Sep 16, 2020
Astrology and Magistrates in Early Modern France
- 15:00 to 16:30
- Talk
- Dept. I
- Jean Sanchez
Astrology has been a major feature of the scientific culture of Renaissance. Reasons of its marginalization during the 17th century still remain unclear. Several historians have interpreted it as the consequence of the decline of Aristotelian-Ptolemaic cosmology and of the analogical and symbolical view of the world, associated with the slow mechanization of natural philosophy—i.e., a narrative essentially focusing on the perception of astrology among natural philosophers.
In this talk I would like to develop a more complex narrative to show how – at the beginning of 17th century—astrology has also become an important issue in politics and law, and its legitimacy analyzed through new prisms such as juridical humanism, historical scholarship and positive theology.

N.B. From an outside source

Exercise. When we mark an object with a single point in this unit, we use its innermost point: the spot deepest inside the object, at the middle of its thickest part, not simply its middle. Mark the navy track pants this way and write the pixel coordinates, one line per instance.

Through several anti-astrological treatises written by judges, lawyers or counselors between 1580 and 1630, I study how astrology was constructed as a threat against religious and political order in post-Religious-Wars France, and its supervision encouraged by local authorities. I also study how these officials used their own sources, inquiries and conceptual tools to develop new refutations of astrology mixing arguments taken from several disciplines such as philosophy, theology, history and law. In this context, the marginalisation of astrology appears like the achievement of a surprising consensus among intellectual communities which defend conflicting conceptions of science : each of them seeing in astrology the archetype of perverted knowledge.